Within phylogenetic group 2, only one PME differed from the general floral bud expression pattern. At5g49180 expression clustered with that of At1g11590, At4g02300 and At4g03930, showing a specificity of expression during early stages of silique development, up to stages 7–8 DAF, and specifically in seed for At5g49180 and At1g11590 (data not shown).

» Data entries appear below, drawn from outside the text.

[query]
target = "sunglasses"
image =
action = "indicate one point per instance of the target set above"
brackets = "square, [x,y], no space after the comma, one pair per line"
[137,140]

While microarray data analysis confirmed high expression for At5g49180 at globular/torpedo stages, no such results were available for the three other members of our expression group E (http://www.arabidopsis.org). At1g11590 and At4g03930 promoters were 87% identical, containing GARE motifs necessary for gibberelin-upregulated expression in seeds (Suto and Yamauchi 2003). At4g02300 and At5g49180 promoters contained embryo-specific expression motifs (Kim et al. 1997). Thus, cluster group E is likely to contain young seed-specific PMEs. Activities of PMEs increased in yellow cedar seeds at the onset of dormancy breakage and germination (Ren and Kermode 2000) as well as in flax during early seedling development (Alexandre et al. 1997). Moreover, in soybean seeds, pectin esterase activity had a biphasic phase with a maximum in axes at 24 DAF, a minimum at 56 DAF and an increase during desiccation phase (Koch et al. 1999). A biphasic expression was shown for PME transcripts during silique development in our study, and genes, such as At5g49180, At1g11590, At4g02300, could contribute to a first peak of PME activity which might be involved in the early event of embryo/seed development.

Conclusion

The expression kinetics of an entire cell wall gene family during silique development in Arabidopsis was determined. The expression of most PMEs was detected in flowers or siliques, and the gene family could be split into five groups according to their expression patterns. Correlations were made between expression profiles and phylogenetic analysis, showing that closely related sequences could have similar expression kinetics. Real-time RT-PCR studies, together with promoter–GUS fusions will allow the functional genomic approach to be targeted on candidates important during specific silique developmental stages. This will help the precise function of the various PMEs to be determined.